UPDATE: Tax incentives to be renegotiated for Alstom

The Alstom logo is stamped onto the door of a turbine test facility inside the Alstom Power Turbines factory on Riverfront Parkway in Chattanooga on August 15, 2012.
The Alstom logo is stamped onto the door of a turbine test facility inside the Alstom Power Turbines factory on Riverfront Parkway in Chattanooga on August 15, 2012.
photo Alstom tile

Mayors Andy Berke and Jim Coppinger announced today that the city and county are in the middle of negotiations with Alstom, which has not met their tax break obligations to create 300 new jobs by Dec. 31, 2014.

Neither Berke or Coppinger would give any specific details of the negotiations, but said litigation is a last resort if the government agencies and the company can't come to an agreement.

"This has been a long, complicated process," Berke said this afternoon.

The Riverfront Parkway facility, which makes equipment primarily for coal-fired power plants, was awarded a new payment-in-lieu-of-tax agreement, or PILOT, in 2008, but the company has fallen behind on its end of the deal.

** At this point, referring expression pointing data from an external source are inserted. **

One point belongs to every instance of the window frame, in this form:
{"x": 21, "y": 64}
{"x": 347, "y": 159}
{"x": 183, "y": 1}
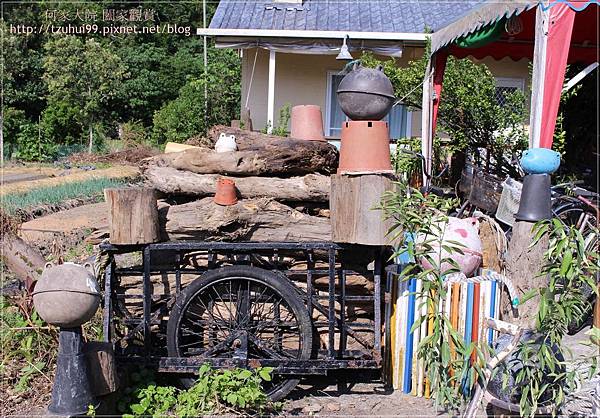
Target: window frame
{"x": 508, "y": 82}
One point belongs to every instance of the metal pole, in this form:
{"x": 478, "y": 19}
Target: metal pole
{"x": 205, "y": 64}
{"x": 271, "y": 93}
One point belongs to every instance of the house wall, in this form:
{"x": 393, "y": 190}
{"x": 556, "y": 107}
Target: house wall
{"x": 302, "y": 79}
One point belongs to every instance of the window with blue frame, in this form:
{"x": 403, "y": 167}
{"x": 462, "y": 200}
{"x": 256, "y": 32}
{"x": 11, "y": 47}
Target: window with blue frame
{"x": 398, "y": 118}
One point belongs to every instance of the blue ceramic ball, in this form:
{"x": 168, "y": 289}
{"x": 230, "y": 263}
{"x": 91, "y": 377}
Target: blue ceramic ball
{"x": 540, "y": 161}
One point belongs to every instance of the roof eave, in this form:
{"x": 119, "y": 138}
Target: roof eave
{"x": 488, "y": 12}
{"x": 316, "y": 34}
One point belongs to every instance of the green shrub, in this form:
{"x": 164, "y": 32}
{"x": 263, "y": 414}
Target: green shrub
{"x": 28, "y": 347}
{"x": 215, "y": 391}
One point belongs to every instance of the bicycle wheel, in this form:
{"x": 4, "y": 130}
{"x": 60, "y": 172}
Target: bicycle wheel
{"x": 241, "y": 311}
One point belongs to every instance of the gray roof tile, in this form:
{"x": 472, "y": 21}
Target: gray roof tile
{"x": 411, "y": 16}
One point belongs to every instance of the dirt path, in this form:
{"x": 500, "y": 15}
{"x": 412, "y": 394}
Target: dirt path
{"x": 23, "y": 186}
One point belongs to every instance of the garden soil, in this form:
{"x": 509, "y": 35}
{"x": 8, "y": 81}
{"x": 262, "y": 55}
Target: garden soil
{"x": 68, "y": 176}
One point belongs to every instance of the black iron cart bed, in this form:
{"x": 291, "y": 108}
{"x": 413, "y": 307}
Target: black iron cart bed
{"x": 246, "y": 306}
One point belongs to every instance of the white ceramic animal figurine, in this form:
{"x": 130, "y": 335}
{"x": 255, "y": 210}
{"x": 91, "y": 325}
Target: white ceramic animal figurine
{"x": 225, "y": 143}
{"x": 463, "y": 231}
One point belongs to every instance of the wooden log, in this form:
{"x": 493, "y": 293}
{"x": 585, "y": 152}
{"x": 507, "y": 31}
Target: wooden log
{"x": 284, "y": 159}
{"x": 353, "y": 203}
{"x": 309, "y": 188}
{"x": 133, "y": 216}
{"x": 102, "y": 368}
{"x": 177, "y": 147}
{"x": 248, "y": 220}
{"x": 23, "y": 260}
{"x": 523, "y": 265}
{"x": 249, "y": 140}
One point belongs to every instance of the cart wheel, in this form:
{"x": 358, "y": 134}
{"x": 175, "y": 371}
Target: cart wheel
{"x": 241, "y": 312}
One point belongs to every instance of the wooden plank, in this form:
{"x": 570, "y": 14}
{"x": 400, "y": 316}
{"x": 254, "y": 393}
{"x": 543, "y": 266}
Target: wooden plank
{"x": 308, "y": 188}
{"x": 133, "y": 215}
{"x": 354, "y": 215}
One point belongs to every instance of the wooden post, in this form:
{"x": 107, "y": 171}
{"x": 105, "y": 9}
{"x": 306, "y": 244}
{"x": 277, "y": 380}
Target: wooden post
{"x": 133, "y": 216}
{"x": 523, "y": 266}
{"x": 354, "y": 201}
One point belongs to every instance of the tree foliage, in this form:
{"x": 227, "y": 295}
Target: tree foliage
{"x": 63, "y": 86}
{"x": 192, "y": 112}
{"x": 469, "y": 110}
{"x": 84, "y": 74}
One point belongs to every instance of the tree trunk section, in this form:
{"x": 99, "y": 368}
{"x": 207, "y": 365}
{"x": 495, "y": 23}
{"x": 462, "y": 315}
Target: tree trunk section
{"x": 523, "y": 266}
{"x": 309, "y": 188}
{"x": 23, "y": 260}
{"x": 355, "y": 217}
{"x": 133, "y": 216}
{"x": 91, "y": 140}
{"x": 248, "y": 220}
{"x": 281, "y": 160}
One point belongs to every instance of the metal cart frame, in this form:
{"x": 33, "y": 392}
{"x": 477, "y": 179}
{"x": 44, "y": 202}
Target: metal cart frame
{"x": 154, "y": 305}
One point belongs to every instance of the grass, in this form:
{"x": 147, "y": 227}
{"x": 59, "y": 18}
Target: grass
{"x": 51, "y": 195}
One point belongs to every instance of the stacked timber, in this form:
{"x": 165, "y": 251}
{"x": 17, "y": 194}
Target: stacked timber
{"x": 283, "y": 187}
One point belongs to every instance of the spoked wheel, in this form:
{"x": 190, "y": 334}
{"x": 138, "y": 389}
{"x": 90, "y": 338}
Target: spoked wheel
{"x": 241, "y": 312}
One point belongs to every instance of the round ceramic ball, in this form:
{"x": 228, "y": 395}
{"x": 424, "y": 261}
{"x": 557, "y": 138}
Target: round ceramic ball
{"x": 67, "y": 295}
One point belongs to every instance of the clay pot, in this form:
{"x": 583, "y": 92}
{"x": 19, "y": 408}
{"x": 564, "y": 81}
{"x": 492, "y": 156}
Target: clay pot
{"x": 365, "y": 147}
{"x": 307, "y": 123}
{"x": 226, "y": 194}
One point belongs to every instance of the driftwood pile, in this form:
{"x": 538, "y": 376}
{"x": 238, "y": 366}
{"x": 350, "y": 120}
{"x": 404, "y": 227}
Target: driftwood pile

The PILOT agreement called for an increase of about 300 jobs by Alstom between July 5, 2007, and Dec. 31, 2014. And the agreement stated that if the company failed to achieve the projections on jobs and investment, the city and county reserve the right to terminate the benefits of the agreement for its remaining years.

In 2013, Alstom laid off 80 employees at its turbine facility and then in February the company announced it would cut 100 jobs at its Chattanooga boiler services plant.